可谢均礼还是紧闭着双眼,不肯打开,眉毛也皱在一起。
徐玉清懒得搭理他这个样子,直接站了起来,套上棉鞋,现在已经九点多了,也不用谢均礼说,她自己走去厨房,锅里暖着一个饭盒,拿了出来,充满期待的打开。
······
怎么还是白菜!
她痛苦的闭上眼,很想盖上饭盒,但是她懒得做饭。
头疼的打开,拿出勺子吃了一口,嗯,虽然还是五花肉炖白菜,但是饭堂的好吃多了。
罐头厂的五花肉炖白菜为了油水多,舍不得煎一下,对于徐玉清来说,真的很腻,下不去嘴。
还是军区食堂好吃一点,还加了粉条,徐玉清配着饭,快速的吃完一大碗饭,直到饱的打嗝,她才停了下来,谢均礼也出来了,他的脸上还有着雪花膏糊过的油感,徐玉清一看就忍不住笑出声来了。
“你怎么留这么多给我?”
徐玉清摸着肚子念叨着,大半夜的,着实有些负罪。
谢均礼一下就明白她的意思,看向她的肚子,“瘦了,不胖。”
这句话在吃撑的深夜实在是太令人满意了,徐玉清给谢均礼点了个赞,满意的把饭盒递给他,“好,你去洗碗,我喝点茶水。”
她坐到长椅上,慢悠悠的给自己泡起了山楂水,喝茶她还是不敢的,喝了就睡不着了。
“明天咱们吃饺子吧?”徐玉清突然说道。
厨房里,谢均礼虽然在洗碗,但也还是清楚的听到了,他默了一下,“明天不是去买自行车吗。”
他这周特地找人换的自行车票,还和后勤部队说好了坐车,不过媳妇儿要是要改的话,谢均礼快速的脑子思考着周日后勤部队去不去城里。
谢均礼刚要说话,徐玉清就出声了,他赶紧闭上嘴,默默的听着。
“对耶,我忘了要去了,那周日包饺子吧,包多一点你平时也可以自己煮饺子吃,你会煮饺子吗?”
徐玉清怀疑的说道,忍不住站起来去厨房找谢均礼,“你是不是真的不会煮饺子?”
谢均礼洗着碗的手顿住了,无奈的说道,“我会。”
这不是什么难事,他只是不会炒菜而已。
上回的粥不是煮的很好吗?谢钧礼略有些疑惑地想。可惜,他敏感的心,徐玉清一点也没有体会到,得到答案之后立刻回去坐着了。

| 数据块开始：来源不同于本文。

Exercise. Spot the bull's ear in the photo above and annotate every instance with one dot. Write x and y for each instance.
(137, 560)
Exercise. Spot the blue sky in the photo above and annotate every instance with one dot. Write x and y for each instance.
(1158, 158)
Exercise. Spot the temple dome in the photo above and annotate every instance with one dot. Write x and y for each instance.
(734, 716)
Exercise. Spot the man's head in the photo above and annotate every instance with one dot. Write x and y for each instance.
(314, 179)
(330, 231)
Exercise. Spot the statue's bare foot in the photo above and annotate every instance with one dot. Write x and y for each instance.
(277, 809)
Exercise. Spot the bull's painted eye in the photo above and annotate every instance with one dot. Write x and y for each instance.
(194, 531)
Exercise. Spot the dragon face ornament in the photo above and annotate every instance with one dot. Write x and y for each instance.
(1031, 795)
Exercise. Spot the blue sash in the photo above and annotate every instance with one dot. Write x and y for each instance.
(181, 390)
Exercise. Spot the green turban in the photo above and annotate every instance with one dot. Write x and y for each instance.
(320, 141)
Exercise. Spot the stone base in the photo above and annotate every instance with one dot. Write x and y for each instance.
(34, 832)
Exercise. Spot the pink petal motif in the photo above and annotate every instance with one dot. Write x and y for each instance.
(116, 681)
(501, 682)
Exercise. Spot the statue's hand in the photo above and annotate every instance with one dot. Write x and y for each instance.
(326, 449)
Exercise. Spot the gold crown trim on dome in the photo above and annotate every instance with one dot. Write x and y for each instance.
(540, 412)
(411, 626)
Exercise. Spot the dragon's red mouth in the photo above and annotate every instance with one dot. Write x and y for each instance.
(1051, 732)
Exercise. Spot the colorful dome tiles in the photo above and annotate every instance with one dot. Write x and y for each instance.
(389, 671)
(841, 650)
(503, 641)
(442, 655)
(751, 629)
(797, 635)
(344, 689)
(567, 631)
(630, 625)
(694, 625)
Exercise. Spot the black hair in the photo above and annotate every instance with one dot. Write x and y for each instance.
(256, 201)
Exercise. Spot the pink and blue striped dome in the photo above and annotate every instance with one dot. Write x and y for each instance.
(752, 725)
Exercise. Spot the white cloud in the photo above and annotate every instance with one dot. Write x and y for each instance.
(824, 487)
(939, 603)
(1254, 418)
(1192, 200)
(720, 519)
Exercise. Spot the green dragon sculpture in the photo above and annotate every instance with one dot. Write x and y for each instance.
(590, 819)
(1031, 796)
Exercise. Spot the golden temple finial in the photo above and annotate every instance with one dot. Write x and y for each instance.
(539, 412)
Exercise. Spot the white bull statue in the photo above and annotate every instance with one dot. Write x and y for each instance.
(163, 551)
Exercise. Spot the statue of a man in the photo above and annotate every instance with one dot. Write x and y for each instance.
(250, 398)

在罐头厂站了那么久,脚底板都平了一块儿了,现在她自然是有的坐就坐,没得坐就躺下。
坐下来慢慢地喝着茶,徐玉清舒服到困意再次来袭,忍不住打了一个巨大的哈欠,刚拿起毛线的手又收了回去。
还是睡觉吧,不要为难自己了。
徐玉清自我安慰的想道。
次日,这是徐玉清这几天来,第一次睡到自然醒,她舒服的伸了一个懒腰,慢悠悠的坐了起来,男人早就已经起来了,徐玉清穿上棉鞋,套上棉袄,去寻找家里的田螺
汉子。
房间里面没有,厨房没有,只有早饭,徐玉清往门外走去。
果不其然,他真的在院子里,推开门,走了出去,看见男人的背影,她刚想喊出声,就见谢均礼好像有感应一样,直接转过身,往左边挪了一步。
他的身影一挪开,藏在后面的东西一下完全暴露在徐玉清眼前了。
徐玉清还没来的及说话,震撼地看着眼前的庞然大物,这,这大的有点过分了吧!?徐玉清一步一步的走上前,伸手向前摸去,冰冰的,她不禁瑟缩了一下手指。
谢均礼就站在不远处,第一次看见他有那么明显的笑意,徐玉清不禁也笑了起来,但是不知道怎么的,刚弯起嘴角,眼泪不受控制的就落下来了。
不好意思的用手背擦掉眼泪,徐玉清看向谢均礼,“你还是有点浪漫细胞的嘛!”
谢均礼没说话,就这么看着她。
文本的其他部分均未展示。